With a degree in wildlife biology, he continued on to receive his art and teaching certification and for many years he taught science and art in Soap Lake.
He taught environmental education for the Peace Corps in Paraguay and worked as a biological technician in Umatilla National Forest in Oregon. Brown continues to teach drawing, painting, art history, printmaking and sculpture in Okanagan and has developed a school sculpture garden and permanent art collection.
Brown joined the gallery last year, according to gallery officials, and his cut-steel sculpture combines with found objects to create some very exciting outdoor sculptures of birds and fish.
There will be an opening reception from 6 to 8 p.m. Friday. The gallery is located at 176 Winslow Way East.

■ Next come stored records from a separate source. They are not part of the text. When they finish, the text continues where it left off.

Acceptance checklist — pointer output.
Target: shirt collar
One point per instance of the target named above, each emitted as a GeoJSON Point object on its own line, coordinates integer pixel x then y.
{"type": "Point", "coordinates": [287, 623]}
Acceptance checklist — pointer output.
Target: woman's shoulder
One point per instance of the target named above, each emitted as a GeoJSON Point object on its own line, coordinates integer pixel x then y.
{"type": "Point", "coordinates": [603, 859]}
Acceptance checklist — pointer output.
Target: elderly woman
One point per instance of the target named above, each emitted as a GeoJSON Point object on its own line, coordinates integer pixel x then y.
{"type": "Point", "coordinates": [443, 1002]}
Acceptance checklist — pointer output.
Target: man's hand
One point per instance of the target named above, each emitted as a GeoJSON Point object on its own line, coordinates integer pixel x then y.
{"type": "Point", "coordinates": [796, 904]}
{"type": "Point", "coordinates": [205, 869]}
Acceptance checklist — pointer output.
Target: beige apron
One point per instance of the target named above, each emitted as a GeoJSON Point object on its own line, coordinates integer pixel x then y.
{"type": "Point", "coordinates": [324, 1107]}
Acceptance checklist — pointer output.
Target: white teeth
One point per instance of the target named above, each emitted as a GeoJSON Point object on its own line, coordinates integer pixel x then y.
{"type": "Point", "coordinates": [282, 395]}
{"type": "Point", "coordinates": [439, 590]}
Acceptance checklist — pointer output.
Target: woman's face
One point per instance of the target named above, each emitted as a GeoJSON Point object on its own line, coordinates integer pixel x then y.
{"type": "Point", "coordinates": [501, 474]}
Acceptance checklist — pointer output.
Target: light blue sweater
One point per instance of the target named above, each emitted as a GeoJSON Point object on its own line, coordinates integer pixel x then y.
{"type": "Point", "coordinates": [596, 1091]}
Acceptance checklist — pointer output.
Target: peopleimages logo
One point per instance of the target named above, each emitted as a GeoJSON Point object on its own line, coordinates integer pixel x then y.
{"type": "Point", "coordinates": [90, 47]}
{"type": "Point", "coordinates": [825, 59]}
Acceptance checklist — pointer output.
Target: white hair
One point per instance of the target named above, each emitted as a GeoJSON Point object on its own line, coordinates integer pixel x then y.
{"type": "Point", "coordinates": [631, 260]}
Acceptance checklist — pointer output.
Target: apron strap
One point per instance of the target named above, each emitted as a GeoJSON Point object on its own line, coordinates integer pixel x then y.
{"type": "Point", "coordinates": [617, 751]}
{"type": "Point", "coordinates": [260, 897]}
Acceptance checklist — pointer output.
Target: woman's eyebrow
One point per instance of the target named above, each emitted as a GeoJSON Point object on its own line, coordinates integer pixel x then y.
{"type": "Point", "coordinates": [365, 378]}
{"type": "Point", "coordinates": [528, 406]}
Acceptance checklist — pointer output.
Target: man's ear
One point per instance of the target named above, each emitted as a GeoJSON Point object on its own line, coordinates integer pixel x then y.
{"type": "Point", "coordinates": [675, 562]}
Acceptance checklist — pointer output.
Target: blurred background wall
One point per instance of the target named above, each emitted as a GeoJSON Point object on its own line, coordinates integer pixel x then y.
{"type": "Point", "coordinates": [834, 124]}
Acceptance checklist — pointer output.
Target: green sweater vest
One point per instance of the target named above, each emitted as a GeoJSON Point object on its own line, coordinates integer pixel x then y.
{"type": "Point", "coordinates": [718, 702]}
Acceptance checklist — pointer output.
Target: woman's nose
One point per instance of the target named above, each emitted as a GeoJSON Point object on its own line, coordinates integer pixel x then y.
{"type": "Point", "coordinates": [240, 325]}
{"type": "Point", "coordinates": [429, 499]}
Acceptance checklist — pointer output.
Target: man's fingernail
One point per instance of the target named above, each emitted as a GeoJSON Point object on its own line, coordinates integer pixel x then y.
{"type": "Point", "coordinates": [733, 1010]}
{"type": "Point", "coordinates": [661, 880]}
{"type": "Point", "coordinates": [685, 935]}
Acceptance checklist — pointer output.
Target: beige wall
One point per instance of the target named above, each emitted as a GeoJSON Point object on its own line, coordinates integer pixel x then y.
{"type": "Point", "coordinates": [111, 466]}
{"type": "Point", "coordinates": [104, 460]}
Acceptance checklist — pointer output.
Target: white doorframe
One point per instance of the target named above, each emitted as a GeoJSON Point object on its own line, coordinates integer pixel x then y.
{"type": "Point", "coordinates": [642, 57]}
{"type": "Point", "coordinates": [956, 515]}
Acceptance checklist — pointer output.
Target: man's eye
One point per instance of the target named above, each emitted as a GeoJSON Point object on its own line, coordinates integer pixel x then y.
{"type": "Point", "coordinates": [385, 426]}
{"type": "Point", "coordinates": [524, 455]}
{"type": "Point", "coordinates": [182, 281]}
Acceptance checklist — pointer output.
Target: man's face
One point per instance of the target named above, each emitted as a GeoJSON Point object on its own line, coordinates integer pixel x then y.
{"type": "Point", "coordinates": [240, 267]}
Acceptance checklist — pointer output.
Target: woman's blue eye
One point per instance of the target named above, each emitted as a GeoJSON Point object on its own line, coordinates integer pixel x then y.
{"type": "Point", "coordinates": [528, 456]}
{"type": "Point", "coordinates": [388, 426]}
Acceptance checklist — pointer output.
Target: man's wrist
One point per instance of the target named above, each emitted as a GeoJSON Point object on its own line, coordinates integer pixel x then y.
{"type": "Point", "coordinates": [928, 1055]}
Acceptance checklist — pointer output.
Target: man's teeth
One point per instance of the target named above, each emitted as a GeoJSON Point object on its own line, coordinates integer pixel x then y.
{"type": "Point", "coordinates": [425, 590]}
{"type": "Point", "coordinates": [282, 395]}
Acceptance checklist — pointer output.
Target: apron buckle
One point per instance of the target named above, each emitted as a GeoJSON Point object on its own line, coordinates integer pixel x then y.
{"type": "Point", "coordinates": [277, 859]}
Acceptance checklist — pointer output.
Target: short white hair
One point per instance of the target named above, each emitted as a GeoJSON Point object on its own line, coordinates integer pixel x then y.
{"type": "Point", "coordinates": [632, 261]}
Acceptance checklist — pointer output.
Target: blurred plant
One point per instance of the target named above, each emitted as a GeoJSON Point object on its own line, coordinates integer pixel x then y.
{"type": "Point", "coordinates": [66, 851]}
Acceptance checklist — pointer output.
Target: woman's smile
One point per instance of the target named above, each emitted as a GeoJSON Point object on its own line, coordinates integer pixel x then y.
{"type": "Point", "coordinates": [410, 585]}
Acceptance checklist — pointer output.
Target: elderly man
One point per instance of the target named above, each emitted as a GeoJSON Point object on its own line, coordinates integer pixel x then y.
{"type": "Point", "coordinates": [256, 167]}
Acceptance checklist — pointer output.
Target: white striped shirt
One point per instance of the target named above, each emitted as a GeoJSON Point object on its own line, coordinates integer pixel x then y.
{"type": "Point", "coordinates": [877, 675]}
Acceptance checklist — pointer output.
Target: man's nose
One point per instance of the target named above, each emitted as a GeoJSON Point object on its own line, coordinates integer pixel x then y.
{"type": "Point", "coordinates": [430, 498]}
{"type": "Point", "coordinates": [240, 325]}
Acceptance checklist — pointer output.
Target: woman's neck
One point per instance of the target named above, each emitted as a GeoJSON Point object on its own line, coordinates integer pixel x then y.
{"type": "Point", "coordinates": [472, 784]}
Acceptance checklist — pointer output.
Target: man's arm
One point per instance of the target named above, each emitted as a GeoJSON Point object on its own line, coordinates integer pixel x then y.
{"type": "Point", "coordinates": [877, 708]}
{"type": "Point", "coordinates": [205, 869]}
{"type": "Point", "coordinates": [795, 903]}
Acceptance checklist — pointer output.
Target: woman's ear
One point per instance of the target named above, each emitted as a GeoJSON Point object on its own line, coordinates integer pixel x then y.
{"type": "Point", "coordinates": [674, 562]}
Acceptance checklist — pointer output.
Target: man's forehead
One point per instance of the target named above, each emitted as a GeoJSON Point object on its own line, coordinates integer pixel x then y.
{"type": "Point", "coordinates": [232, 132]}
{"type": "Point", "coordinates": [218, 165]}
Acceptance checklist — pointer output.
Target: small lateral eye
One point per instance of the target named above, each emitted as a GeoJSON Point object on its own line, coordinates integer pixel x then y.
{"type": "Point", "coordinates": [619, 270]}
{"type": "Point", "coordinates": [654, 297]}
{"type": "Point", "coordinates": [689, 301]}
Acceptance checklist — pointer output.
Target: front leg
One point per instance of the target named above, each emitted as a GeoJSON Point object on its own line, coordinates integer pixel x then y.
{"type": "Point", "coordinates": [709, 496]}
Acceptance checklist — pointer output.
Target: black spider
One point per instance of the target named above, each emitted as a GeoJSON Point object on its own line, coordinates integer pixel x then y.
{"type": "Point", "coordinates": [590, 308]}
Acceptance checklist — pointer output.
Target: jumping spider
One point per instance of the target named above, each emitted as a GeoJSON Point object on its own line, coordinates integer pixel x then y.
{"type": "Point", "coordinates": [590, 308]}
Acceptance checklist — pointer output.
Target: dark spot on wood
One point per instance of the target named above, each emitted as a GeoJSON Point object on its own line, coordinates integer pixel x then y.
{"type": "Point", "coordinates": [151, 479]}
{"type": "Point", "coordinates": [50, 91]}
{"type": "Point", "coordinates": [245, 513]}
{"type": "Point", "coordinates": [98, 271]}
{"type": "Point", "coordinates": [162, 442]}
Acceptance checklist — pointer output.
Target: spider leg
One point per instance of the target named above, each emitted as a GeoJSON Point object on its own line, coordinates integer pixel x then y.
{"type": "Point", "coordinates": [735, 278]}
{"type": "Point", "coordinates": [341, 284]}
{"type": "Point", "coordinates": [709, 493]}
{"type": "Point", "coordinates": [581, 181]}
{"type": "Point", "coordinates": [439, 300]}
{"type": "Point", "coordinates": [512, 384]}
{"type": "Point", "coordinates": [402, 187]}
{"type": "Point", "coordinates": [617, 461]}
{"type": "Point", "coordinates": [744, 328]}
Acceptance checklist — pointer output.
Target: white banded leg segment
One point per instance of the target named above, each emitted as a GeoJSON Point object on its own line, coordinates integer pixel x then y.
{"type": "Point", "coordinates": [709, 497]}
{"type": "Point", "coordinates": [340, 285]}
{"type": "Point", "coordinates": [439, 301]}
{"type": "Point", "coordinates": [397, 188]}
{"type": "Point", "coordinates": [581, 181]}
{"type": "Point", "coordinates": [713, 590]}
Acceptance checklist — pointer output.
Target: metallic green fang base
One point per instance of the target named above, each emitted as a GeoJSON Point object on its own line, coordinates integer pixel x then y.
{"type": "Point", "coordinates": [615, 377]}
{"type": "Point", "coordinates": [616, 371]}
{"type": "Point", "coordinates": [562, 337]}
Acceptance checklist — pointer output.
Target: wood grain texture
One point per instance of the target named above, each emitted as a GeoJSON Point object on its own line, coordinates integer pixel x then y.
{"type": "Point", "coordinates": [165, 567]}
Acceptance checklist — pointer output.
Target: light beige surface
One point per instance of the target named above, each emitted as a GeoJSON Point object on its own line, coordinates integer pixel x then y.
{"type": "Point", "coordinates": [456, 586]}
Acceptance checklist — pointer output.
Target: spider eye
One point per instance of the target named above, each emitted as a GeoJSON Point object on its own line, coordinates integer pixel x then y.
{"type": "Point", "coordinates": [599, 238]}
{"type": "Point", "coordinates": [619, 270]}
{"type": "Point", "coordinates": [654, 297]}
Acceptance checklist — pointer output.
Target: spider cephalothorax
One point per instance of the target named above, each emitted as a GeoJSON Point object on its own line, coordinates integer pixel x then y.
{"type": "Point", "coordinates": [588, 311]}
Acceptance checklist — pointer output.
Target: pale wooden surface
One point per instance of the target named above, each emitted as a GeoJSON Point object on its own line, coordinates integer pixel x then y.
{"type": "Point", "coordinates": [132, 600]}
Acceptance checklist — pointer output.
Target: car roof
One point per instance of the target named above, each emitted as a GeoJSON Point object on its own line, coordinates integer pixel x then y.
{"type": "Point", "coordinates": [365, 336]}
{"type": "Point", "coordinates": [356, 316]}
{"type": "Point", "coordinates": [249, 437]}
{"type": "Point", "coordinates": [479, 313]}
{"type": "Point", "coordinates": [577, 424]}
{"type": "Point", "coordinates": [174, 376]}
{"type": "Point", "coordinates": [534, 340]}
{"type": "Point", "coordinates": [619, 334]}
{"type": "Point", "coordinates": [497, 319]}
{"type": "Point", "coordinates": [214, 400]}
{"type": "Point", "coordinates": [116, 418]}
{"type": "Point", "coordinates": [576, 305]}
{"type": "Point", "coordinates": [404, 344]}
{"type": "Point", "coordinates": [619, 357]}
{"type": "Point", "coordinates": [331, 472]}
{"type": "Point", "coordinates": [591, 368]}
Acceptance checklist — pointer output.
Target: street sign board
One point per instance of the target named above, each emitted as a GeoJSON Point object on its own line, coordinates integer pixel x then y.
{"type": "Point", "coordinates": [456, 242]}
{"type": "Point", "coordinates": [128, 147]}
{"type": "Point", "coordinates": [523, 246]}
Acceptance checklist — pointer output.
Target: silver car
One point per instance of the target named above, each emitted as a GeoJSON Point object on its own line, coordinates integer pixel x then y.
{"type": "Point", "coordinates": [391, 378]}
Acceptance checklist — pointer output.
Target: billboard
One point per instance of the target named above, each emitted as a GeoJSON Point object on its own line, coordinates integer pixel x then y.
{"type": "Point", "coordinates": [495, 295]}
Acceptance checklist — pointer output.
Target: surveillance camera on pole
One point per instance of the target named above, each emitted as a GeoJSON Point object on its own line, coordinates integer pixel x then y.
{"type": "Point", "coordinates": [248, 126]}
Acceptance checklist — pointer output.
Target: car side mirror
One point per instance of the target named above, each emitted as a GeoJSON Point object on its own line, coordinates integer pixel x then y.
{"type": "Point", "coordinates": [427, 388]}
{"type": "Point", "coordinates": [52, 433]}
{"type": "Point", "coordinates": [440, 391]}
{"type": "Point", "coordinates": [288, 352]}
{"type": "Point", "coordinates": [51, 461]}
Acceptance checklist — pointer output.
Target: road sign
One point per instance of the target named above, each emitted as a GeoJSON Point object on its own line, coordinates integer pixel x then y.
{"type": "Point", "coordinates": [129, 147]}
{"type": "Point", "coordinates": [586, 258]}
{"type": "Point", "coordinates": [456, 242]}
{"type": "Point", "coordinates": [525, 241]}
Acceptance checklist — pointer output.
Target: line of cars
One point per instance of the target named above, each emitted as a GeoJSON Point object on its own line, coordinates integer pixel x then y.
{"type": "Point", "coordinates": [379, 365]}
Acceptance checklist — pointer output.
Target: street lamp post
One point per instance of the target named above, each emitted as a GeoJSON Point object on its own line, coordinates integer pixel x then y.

Bainbridge Island artist Diane Walker is the featured artist for this month’s exhibition at the Bainbridge Public Library.
The March show is titled “Out of the Box” and will feature more of Walker’s abstract paintings.
Walker described her new show: “Being relatively new to painting — and working primarily in abstracts — gives me a wonderful excuse to be constantly exploring new possibilities. Whether the result is visually satisfying or not, I have the fun of testing new colors, tools, techniques, and compositions; I’m not yet locked into a particular style. And, because acrylic paint dries quickly, if I don’t like the results I can just keep painting over what I’ve done until it evolves into something that pleases me.”
Walker will be available for a “meet-and-greet” for First Friday, from 5 to 6 p.m. Friday, March 6 (there is no reception this month only) and the new exhibit will be on display for the entire month of March.